Bede was so influential for later Christians that the name stuck, and hence Easter remains the name by which the English, Germans and Americans refer to the festival of Jesus' resurrection.
Controversy over the correct date for Easter
Easter does not have a set date and its time each year varies according to moon phases. Many countries around the world celebrate Easter according to their own traditions and religious beliefs.

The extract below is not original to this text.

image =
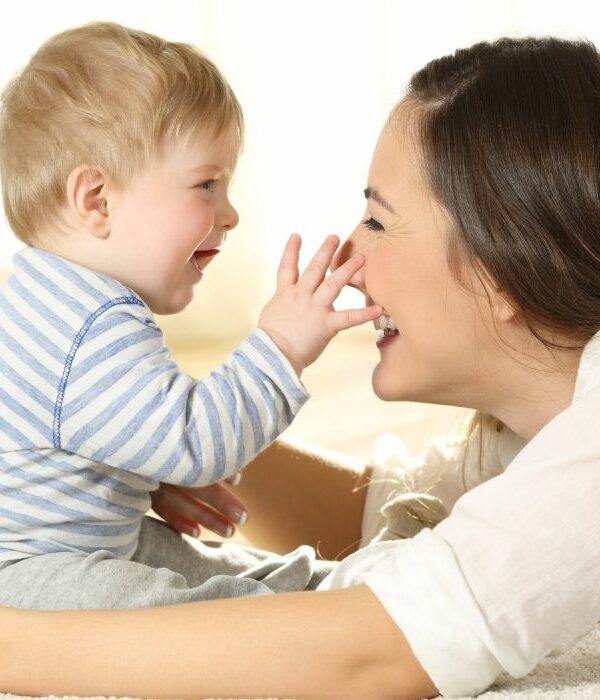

Fixing the date on which the Resurrection of Jesus was to be observed and celebrated triggered a major controversy in early Christianity in which an Eastern and a Western position can be distinguished. The dispute, known as the Paschal controversies, was not definitively resolved until the 8th century. Some Christians observed the day of the Crucifixion on the same day that Jews celebrated the Passover offering—that is, on the 14th day of the first full moon of spring, 14 Nisan (see Jewish calendar). The Resurrection, then, was observed two days later, on 16 Nisan, regardless of the day of the week. In the West, the Resurrection of Jesus was celebrated on the first day of the week, Sunday, when Jesus had risen from the dead. Consequently, Easter was always celebrated on the first Sunday after the 14th day of the month of Nisan. Increasingly, the churches opted for the Sunday celebration, and the Quartodecimans ("14th day" proponents) remained a minority. Finally, the Council of Nicaea in 325 decreed that Easter should be observed on the first Sunday following the first full moon after the spring equinox (March 21). Catholic Easter, therefore, can fall on any Sunday between March 22 and April 25.
Eastern Orthodox churches use a slightly different calculation based on the Julian rather than the Gregorian calendar (which is 13 days ahead of the former), with the result that the Orthodox Easter celebration usually occurs later than that celebrated by Protestants and Roman Catholics. Moreover, the Orthodox tradition prohibits Easter from being celebrated before or at the same time as Passover. As a result, Orthodox Easter can fall anywhere between April 4 and May 8.
One can find major confusion over the celebration of prominent festival Easter. Moreover, a question also emerged why then Christians appropriate Pegan's traditions? Here, Pegan people were those in the Roman Empire who practised polytheism or ethnic religions other than Christianity and Judaism. As a result, they were called worshipers of false gods.